The cancellous bone simulation use case deals with the need of hospitals to run simulations of cancellous bones. The use case provides two major advancements on the state of the art. First, we will reach far greater flexibility in executing and maintaining the simulations. Second, the use case will allow for interactive real-time simulations, which currently is not possible.
Cancellous bone simulations are a simulation technique that models the interaction of implants with cancellous bones. These simulations provide data that is taken into account in medical diagnosis regarding the positioning of implants for certain pathologies. Cancellous bone simulation is a special method that overcomes the shortcomings of similar, simplified simulation techniques. The goal of cancellous bone simulations is to provide accurate decision support to physicians and surgeons, which will lead to better fitting bone implants. The better fit, in turn, improves patients’ quality of life.

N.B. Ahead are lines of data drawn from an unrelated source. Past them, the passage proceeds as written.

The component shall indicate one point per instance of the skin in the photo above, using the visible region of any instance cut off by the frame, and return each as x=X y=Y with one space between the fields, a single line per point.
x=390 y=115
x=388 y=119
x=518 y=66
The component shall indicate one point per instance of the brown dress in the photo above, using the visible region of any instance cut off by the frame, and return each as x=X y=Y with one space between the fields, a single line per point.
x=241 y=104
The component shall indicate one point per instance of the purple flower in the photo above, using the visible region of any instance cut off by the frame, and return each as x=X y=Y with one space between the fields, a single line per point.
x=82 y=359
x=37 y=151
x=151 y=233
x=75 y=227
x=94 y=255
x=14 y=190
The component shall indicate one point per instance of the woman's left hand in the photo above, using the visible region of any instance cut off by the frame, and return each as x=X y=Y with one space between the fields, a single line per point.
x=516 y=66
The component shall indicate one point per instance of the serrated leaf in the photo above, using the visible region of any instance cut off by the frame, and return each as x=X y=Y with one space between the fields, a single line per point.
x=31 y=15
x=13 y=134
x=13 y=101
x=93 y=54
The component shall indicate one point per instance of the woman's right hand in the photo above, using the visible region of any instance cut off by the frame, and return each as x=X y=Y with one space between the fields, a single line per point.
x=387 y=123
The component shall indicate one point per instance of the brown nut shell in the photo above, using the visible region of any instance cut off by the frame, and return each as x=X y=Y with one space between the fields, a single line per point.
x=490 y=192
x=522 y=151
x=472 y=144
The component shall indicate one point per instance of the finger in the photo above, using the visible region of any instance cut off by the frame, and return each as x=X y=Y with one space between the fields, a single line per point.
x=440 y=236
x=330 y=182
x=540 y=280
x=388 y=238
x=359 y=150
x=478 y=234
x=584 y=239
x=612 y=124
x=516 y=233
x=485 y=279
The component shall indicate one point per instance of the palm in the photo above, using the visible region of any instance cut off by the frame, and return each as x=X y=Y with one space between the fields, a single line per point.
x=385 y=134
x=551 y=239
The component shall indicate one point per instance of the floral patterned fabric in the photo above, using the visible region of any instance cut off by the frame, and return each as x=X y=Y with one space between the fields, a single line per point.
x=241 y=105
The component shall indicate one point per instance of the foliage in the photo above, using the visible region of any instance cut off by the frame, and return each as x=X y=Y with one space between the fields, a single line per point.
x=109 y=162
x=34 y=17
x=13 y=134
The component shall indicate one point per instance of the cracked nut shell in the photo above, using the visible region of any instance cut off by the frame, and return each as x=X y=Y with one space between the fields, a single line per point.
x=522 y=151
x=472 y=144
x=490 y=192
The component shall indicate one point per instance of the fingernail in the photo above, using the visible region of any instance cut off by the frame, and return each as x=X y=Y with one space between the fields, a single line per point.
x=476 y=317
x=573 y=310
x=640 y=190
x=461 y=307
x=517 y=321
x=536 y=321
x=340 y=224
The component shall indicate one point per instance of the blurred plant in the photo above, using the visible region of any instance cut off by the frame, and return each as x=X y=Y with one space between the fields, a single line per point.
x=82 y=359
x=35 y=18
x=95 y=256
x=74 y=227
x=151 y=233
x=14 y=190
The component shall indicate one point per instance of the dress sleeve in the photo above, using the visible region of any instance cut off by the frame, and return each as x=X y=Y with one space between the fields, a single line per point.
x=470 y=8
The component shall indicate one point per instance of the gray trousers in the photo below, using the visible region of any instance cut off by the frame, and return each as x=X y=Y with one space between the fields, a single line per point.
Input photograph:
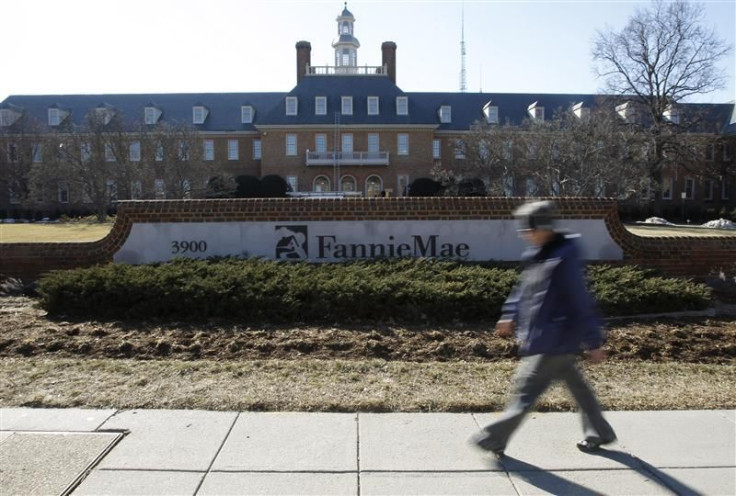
x=533 y=377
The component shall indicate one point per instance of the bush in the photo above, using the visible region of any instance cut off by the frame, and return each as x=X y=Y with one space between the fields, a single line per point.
x=405 y=291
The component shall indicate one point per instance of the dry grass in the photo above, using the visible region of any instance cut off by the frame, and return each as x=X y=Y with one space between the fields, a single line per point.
x=336 y=385
x=53 y=233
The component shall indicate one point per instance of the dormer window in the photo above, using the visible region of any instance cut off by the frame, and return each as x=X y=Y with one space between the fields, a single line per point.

Cancellous bone simulations require a lot of computational resources and thus are dependent on an HPC system. However, typically hospitals cannot afford large HPC systems for specific simulations such as cancellous bone simulations. Thus, in this use case hospitals run their simulations on HPC systems from third parties, in this case HLRS. One downside of this setup is that the simulations need to be tailored to the specific HPC system. To achieve good performance the simulations need to fit the underlying hardware, which is costly. Furthermore, the platform dependence introduces a high threshold to migrate the simulation to other hardware. Another disadvantage, of the current HPC deployment, stems from the batch systems that HPC systems run. The batch systems make the interactive real-time use of cancellous bone simulations impossible. Real-time interaction, however, could further assist surgery, help to detect problems with implants, and improve the production process of implants.
In this use case, we will apply Mikelangelo’s technology stack for an HPC use case. The goal is to provide fast execution and high flexibility for cancellous bone simulations. Our I/O-optimized hypervisor will improve I/O performance, which currently poses a major barrier to run computations on virtual machines. To achieve further speedup, we will use OSv with paravirtualization for zero-copy RDMA. To deploy and manage the simulations, we will use the adapted cloud middleware.
To execute the cancellous bone simulation in a cloud, we need to adapt the simulation code itself. HLRS employs the original developers of the simulation, and it manages its own HPC system. Furthermore, HLRS has already ported the simulation for different machines in the past. Thus, HLRS is well qualified to port the simulation into the cloud. All dependencies for the cancellous bone simulation are available for Linux, which will make it possible to port the simulation to OSv, as well.
In this use case, we will port the cancellous bone simulation, onto an HPC-cloud and a commodity cloud. We will use the port to the HPC-cloud, to evaluate the performance of the in a virtualized setting with the bare-metal performance. Furthermore, we will compare these performance records to the performance in a general-purpose cloud, as it might be used by end-users.
We expect multiple beneficial results for various stakeholders of cancellous bone simulations. First, through increased flexibility, hospitals’ stale IT resources can be used to run simulations on-premise. The same flexibility reduces the maintenance cost for the simulation code. As an effect, hospitals can save money by running their simulations on-premise. Second, the increased flexibility allows hospitals to perform more simulations, with no added costs, by outsourcing the computation, as they do now. Third, interactive real-time simulations will become available to as a new usage scenario. Interactive simulations will enable clinicians to provide higher quality services to their patients.
Conclusively, this use case will leverage Mikelangelo’s stack to improve the quality of life for patients and reduce costs for hospitals running cancellous bone simulations.